§2.Rural Service and Workforce Corps Program
This section establishes the Rural Service and Workforce Corps Program, to be designed by the Secretary of Agriculture and modeled after the service-for-benefits framework of the National Health Service Corps (i.e., scholarships, loan repayments, and stipends for service in underserved areas). The program provides scholarships, tuition assistance, student loan repayment, stipends or wage support during service, and relocation and retention incentives in exchange for three years of service in targeted rural areas, prioritizing workforce shortages in (1) health care (including primary care, behavioral health, dental, and emergency services); (2) skilled trades (e.g., electricians, plumbers, HVAC, welding, construction); (3) energy infrastructure (e.g., lineworkers, renewable energy technicians, grid operators); (4) utilities and public works (e.g., water and wastewater operators, broadband technicians); and (5) other sectors with aging workforces, as updated periodically in consultation with the Secretary of Labor.
Targeted rural areas include those categorized by USDA's Economic Research Service as persistent-poverty counties, designated by HHS's Health Resources and Services Administration as health professional shortage areas, or containing Indian tribal, Alaska Native, or Native Hawaiian communities. Public, nonprofit, cooperative, tribal, and private employers meeting USDA-established wage and training standards (developed with the Secretary of Labor) may participate.
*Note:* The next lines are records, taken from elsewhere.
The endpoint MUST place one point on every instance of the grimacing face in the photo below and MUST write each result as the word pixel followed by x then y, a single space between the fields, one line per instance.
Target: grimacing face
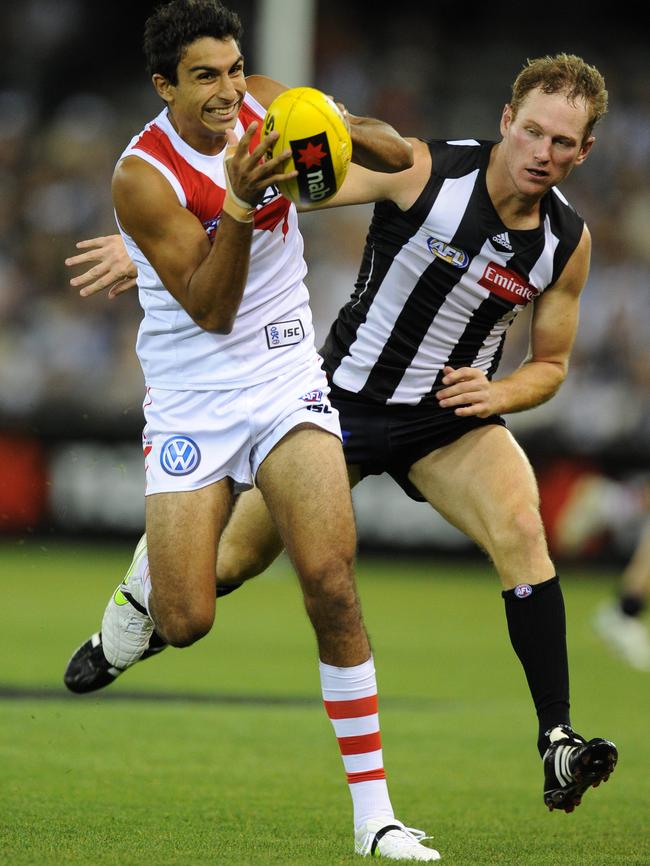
pixel 544 141
pixel 209 93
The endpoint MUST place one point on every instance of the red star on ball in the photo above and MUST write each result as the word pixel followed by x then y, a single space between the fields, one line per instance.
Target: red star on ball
pixel 311 155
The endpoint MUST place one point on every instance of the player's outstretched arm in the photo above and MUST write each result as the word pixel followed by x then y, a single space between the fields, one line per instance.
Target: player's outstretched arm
pixel 110 267
pixel 377 146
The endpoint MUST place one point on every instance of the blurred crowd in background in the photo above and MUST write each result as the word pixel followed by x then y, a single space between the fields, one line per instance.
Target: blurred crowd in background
pixel 73 91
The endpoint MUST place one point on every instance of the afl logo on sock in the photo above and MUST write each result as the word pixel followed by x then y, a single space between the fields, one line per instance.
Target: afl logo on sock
pixel 180 455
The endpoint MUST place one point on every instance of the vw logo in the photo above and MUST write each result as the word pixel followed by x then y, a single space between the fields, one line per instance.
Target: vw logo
pixel 180 455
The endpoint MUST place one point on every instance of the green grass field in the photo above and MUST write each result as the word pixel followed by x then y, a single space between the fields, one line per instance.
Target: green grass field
pixel 222 753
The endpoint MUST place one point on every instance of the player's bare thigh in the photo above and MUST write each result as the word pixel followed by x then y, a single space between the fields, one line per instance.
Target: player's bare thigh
pixel 251 541
pixel 183 531
pixel 484 484
pixel 305 485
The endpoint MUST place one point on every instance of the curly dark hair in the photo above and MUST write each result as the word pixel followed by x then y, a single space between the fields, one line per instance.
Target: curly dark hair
pixel 173 26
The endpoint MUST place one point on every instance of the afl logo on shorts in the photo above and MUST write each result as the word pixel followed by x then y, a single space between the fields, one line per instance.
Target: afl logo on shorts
pixel 180 455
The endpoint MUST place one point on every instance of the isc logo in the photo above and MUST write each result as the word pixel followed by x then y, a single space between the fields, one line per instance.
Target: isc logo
pixel 284 333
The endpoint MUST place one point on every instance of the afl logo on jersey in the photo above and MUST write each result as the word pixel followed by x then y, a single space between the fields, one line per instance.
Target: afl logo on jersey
pixel 451 255
pixel 180 455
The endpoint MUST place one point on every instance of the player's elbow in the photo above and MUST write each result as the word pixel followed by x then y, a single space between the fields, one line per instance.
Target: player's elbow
pixel 403 157
pixel 216 322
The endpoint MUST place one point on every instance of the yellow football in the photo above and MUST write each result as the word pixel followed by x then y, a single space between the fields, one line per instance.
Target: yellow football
pixel 312 127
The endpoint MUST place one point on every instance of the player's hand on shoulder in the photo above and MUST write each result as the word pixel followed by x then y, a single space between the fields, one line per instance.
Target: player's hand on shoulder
pixel 110 267
pixel 467 391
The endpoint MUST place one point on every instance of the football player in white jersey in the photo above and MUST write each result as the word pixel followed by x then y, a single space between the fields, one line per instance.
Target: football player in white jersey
pixel 232 396
pixel 529 247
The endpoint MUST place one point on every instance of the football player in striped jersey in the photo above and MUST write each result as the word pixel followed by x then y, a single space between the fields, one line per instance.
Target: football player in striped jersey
pixel 471 234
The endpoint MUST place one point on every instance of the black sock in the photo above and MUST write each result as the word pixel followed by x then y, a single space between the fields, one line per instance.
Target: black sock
pixel 632 605
pixel 537 628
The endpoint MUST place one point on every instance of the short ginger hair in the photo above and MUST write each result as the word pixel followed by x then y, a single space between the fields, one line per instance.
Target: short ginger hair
pixel 563 73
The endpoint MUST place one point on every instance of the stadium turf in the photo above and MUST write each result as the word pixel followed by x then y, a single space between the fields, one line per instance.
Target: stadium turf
pixel 222 754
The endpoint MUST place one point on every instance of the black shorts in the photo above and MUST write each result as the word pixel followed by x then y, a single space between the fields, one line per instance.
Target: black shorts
pixel 379 438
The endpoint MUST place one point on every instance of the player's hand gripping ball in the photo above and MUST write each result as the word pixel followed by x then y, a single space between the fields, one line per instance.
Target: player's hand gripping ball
pixel 313 128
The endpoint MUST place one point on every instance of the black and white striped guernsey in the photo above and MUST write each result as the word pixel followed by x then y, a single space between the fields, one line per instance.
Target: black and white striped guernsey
pixel 442 282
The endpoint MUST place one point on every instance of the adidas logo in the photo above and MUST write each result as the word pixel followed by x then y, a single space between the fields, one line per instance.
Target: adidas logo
pixel 503 240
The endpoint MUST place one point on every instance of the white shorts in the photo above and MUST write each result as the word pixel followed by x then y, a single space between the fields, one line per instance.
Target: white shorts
pixel 194 438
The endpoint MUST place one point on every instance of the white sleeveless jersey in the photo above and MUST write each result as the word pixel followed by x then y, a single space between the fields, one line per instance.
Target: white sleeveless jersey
pixel 273 328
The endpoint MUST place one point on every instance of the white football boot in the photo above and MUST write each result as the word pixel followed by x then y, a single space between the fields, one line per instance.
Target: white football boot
pixel 126 626
pixel 392 841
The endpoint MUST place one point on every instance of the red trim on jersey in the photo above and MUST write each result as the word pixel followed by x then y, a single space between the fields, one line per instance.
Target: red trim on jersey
pixel 366 776
pixel 204 196
pixel 360 744
pixel 352 709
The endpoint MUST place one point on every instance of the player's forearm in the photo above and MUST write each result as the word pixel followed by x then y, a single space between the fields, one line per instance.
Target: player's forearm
pixel 217 286
pixel 377 146
pixel 533 383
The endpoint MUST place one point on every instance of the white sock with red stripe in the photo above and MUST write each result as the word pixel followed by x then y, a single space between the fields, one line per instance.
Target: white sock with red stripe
pixel 350 698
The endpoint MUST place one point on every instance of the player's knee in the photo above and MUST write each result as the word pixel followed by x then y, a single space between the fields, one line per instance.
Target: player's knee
pixel 329 589
pixel 236 562
pixel 186 624
pixel 524 530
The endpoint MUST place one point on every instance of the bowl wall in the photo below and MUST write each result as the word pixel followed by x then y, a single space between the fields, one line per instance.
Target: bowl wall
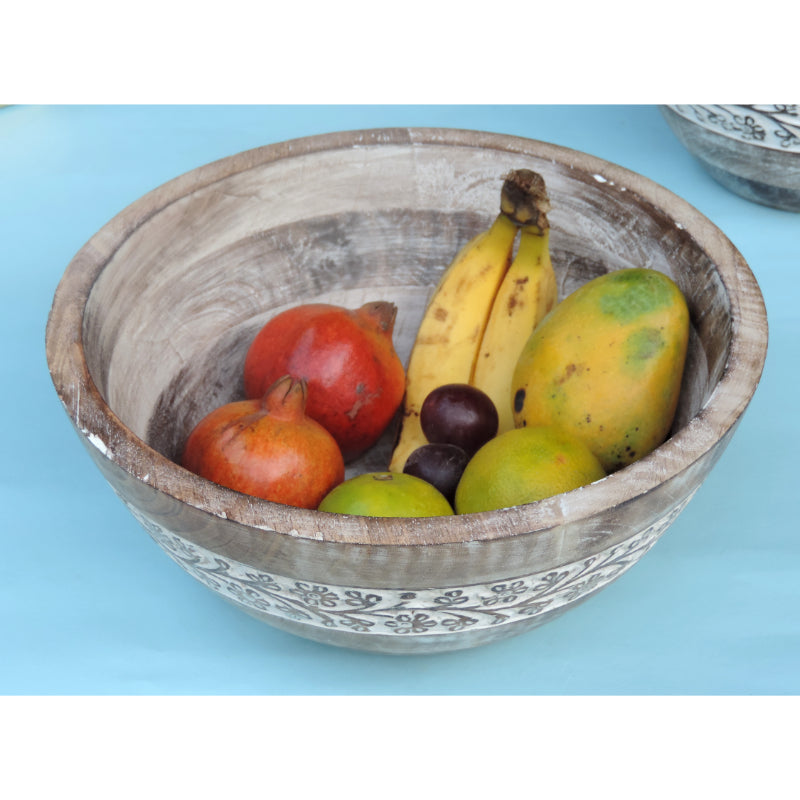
pixel 153 318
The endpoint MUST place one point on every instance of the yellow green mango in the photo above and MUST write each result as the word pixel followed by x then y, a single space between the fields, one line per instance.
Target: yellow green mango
pixel 606 365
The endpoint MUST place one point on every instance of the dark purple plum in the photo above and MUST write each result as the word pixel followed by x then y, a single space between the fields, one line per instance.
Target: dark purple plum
pixel 440 465
pixel 459 414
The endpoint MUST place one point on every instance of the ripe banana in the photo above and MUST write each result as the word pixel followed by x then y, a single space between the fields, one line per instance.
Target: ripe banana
pixel 452 327
pixel 528 292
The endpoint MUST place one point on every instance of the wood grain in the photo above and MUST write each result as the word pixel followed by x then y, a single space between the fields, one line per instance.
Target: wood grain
pixel 152 319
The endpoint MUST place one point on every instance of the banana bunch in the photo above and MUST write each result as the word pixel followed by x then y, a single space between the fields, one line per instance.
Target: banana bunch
pixel 526 295
pixel 483 309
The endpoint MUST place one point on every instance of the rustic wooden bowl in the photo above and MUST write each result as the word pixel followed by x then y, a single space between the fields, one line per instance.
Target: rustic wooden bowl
pixel 152 319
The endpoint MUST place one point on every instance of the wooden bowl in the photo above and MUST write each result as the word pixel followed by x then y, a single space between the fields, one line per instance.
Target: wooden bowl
pixel 151 321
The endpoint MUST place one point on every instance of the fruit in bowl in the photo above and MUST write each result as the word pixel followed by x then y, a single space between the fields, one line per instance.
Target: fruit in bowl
pixel 140 353
pixel 346 356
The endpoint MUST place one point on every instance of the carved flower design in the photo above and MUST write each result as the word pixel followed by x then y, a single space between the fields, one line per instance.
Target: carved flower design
pixel 315 595
pixel 411 623
pixel 405 612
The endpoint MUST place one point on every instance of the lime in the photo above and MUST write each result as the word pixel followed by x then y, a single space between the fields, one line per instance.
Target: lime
pixel 524 465
pixel 386 494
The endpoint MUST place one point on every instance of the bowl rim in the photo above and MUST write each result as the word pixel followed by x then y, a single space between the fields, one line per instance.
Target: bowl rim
pixel 682 113
pixel 111 440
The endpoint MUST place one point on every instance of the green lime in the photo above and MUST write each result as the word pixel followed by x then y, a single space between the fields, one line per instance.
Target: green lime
pixel 524 465
pixel 386 494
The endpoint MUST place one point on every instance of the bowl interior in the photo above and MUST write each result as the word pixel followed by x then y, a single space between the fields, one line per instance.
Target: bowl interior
pixel 192 271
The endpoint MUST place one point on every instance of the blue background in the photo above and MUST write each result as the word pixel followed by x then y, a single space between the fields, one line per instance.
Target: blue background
pixel 90 605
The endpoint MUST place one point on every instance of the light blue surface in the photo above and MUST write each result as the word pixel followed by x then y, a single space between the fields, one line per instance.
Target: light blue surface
pixel 90 605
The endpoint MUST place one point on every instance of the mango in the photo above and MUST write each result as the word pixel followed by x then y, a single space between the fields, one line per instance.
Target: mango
pixel 606 365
The Secretary of Agriculture administers the program in consultation with the Secretaries of Education (scholarships, tuition, loans), Labor (stipends, wages, incentives), Health and Human Services (health care), Energy (energy and utilities), and other relevant agency heads. Within four years of enactment, the Secretary must report to Congress on the first three-year service cohort, including its size, placement by sector, geography, employer type, and retention rate in placement areas; interagency coordination challenges; and program improvement recommendations.